Mamma Roma (1962): el rostro popular de la tragedia


Anna Magnani encarna a una mujer que intenta escapar del destino que la sociedad le impone. La historia es, en realidad, un viacrucis moderno. ¿Qué tener en cuenta? La tensión entre el sueño de ascenso social y la condena del origen; la iconografía cristiana en una Roma proletaria; y el rostro de Magnani, filmado como si fuera una virgen doliente.


El Evangelio según San Mateo (1964): un Cristo marxista y humano


Filmada con actores no profesionales y en escenarios naturales, esta película es una lectura austera y revolucionaria del cristianismo. ¿Qué tener en cuenta? La fidelidad textual al Evangelio, la ausencia de artificio, y el modo en que Pasolini convierte la figura de Cristo en símbolo de justicia terrenal. El resultado es un film espiritual sin ser religioso.


Teorema (1968): el deseo como revelación


Un misterioso visitante (Terence Stamp) irrumpe en la vida de una familia burguesa, seduce a todos sus miembros y desaparece. Su partida deja el vacío, la culpa y la conciencia del sinsentido. ¿Qué tener en cuenta? El deseo como fuerza subversiva, la disolución del orden burgués y el tono alegórico: lo sexual es político, lo divino se confunde con lo erótico.


Pocilga (1969): el poder y la abyección


Una de sus películas más radicales, estructurada en dos relatos: un joven fascinado por los cerdos en la Alemania postnazi, y un grupo de hombres que practican el canibalismo en una prehistoria imaginada. ¿Qué tener en cuenta? El paralelismo entre barbarie y civilización, la crítica feroz al capitalismo europeo y la voluntad de incomodar, incluso al espectador de izquierda.

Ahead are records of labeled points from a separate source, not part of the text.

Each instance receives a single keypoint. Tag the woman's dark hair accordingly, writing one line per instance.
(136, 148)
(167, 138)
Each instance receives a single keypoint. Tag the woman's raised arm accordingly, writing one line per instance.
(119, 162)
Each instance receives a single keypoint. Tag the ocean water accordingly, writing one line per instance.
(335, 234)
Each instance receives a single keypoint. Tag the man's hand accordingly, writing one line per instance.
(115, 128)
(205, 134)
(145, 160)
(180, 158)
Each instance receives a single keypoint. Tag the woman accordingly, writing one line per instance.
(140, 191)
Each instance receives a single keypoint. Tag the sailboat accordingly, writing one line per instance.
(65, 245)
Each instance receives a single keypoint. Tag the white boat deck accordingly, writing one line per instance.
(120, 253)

El Decamerón (1971), Los cuentos de Canterbury (1972) y Las mil y una noches (1974): el placer como resistencia


Este tríptico, conocido como la Trilogía de la vida, celebra el cuerpo, el placer y la imaginación frente al moralismo y la represión. Son películas luminosas, casi festivas, donde Pasolini imagina una humanidad libre del consumo. ¿Qué tener en cuenta? Los cuerpos reales, no idealizados; el erotismo como celebración, no como mercancía; y la nostalgia por una inocencia que el progreso destruye.


Saló o los 120 días de Sodoma (1975): el fin de todo


La última película de Pasolini, estrenada semanas antes de su asesinato, es una alegoría del poder total. Inspirada en Sade y situada en la República fascista de Saló, muestra la tortura y la degradación como metáforas de un sistema que convierte al cuerpo en objeto de consumo. ¿Qué tener en cuenta? Verla no como pornografía, sino como una meditación sobre la deshumanización moderna; la estructura dantesca (Infierno, Manías, Excrementos, Sangre); y la distancia del director, que filma sin erotismo ni morbo, como si la cámara fuera testigo judicial de una civilización en ruinas.

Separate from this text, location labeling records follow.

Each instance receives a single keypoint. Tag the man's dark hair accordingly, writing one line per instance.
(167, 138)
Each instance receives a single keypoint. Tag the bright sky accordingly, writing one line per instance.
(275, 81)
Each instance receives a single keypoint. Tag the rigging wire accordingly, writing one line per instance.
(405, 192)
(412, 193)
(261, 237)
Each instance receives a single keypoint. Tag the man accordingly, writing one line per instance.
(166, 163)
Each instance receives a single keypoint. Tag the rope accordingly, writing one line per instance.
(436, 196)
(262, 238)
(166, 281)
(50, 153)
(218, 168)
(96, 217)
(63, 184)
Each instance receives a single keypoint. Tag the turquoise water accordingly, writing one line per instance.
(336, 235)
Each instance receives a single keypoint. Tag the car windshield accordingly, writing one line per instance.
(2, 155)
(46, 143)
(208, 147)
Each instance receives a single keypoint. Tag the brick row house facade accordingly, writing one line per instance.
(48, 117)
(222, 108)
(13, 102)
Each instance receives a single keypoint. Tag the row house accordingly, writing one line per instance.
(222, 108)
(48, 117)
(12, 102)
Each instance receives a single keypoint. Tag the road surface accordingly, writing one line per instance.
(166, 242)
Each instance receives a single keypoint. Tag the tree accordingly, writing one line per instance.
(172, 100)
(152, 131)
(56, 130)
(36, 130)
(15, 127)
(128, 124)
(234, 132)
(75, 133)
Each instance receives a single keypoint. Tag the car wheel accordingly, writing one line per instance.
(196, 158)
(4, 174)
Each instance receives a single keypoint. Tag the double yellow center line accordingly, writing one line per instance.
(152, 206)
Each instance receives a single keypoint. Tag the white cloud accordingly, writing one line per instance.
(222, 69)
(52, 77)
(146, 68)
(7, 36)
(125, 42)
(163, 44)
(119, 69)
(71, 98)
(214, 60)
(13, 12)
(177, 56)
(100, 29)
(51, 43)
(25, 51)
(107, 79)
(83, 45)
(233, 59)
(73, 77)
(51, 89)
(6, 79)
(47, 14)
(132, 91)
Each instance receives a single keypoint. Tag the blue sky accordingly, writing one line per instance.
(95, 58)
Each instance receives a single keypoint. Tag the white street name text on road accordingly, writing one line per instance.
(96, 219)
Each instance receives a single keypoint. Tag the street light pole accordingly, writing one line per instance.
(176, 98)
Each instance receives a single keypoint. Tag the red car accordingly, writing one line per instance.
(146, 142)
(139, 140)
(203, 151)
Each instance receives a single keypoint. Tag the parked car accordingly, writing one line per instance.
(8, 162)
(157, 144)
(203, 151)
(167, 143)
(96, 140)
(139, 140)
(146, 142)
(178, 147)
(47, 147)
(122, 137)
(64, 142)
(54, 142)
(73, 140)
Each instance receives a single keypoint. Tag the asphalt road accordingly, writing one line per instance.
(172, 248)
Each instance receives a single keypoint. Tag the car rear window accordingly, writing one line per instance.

Mirar a Pasolini: una experiencia moral


Ver a Pasolini no es solo ver películas. Es confrontar una visión del mundo donde el arte y la política son inseparables. Su cine obliga a pensar en lo que preferimos no mirar: el poder, la hipocresía, el cuerpo, la pobreza, el deseo.

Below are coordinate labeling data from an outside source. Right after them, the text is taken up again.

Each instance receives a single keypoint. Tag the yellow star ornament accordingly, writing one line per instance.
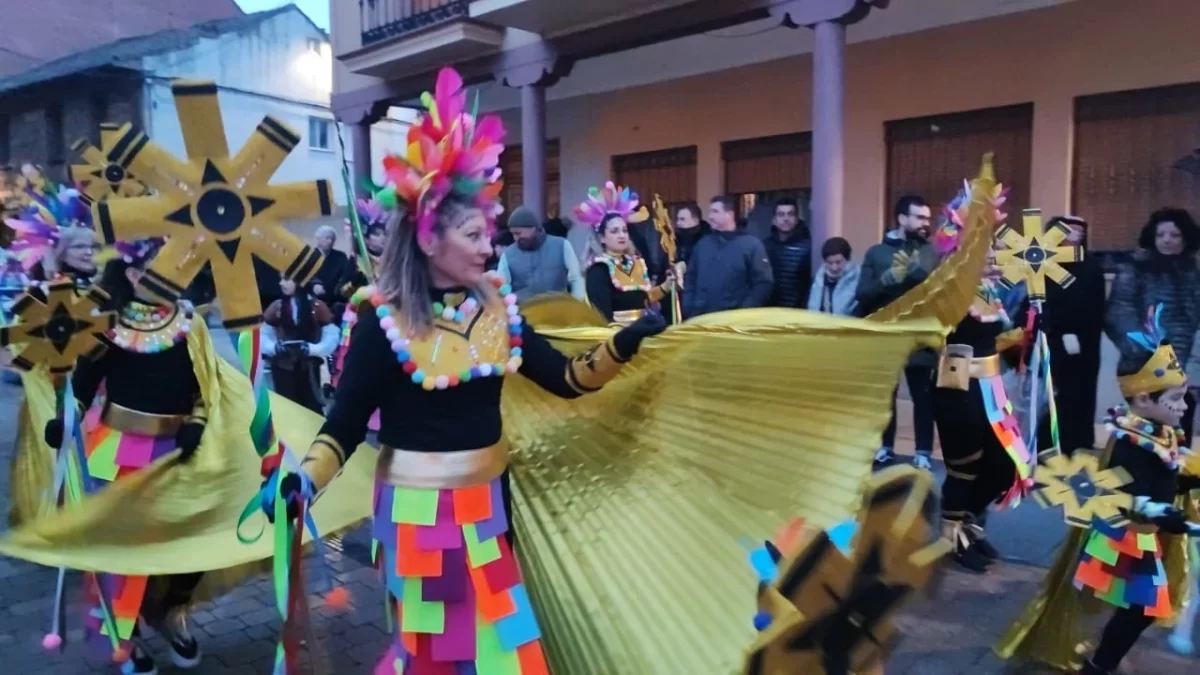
(831, 610)
(214, 209)
(57, 326)
(103, 175)
(1036, 255)
(1083, 490)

No hay que buscar en él belleza decorativa, sino verdad. Su estética es áspera, su ritmo irregular, su montaje a veces desconcertante. Pero en esa imperfección reside su autenticidad. Pasolini no busca seducir, busca despertar.


Su cine, visto en conjunto, es una larga elegía por un mundo que desapareció, el de los pobres, los campesinos, los herejes, y una advertencia contra el nuevo fascismo del consumo. Por eso, más que entenderlo, hay que dejarse afectar por él. Ver a Pasolini es, en última instancia, una forma de resistencia: mirar sin cerrar los ojos.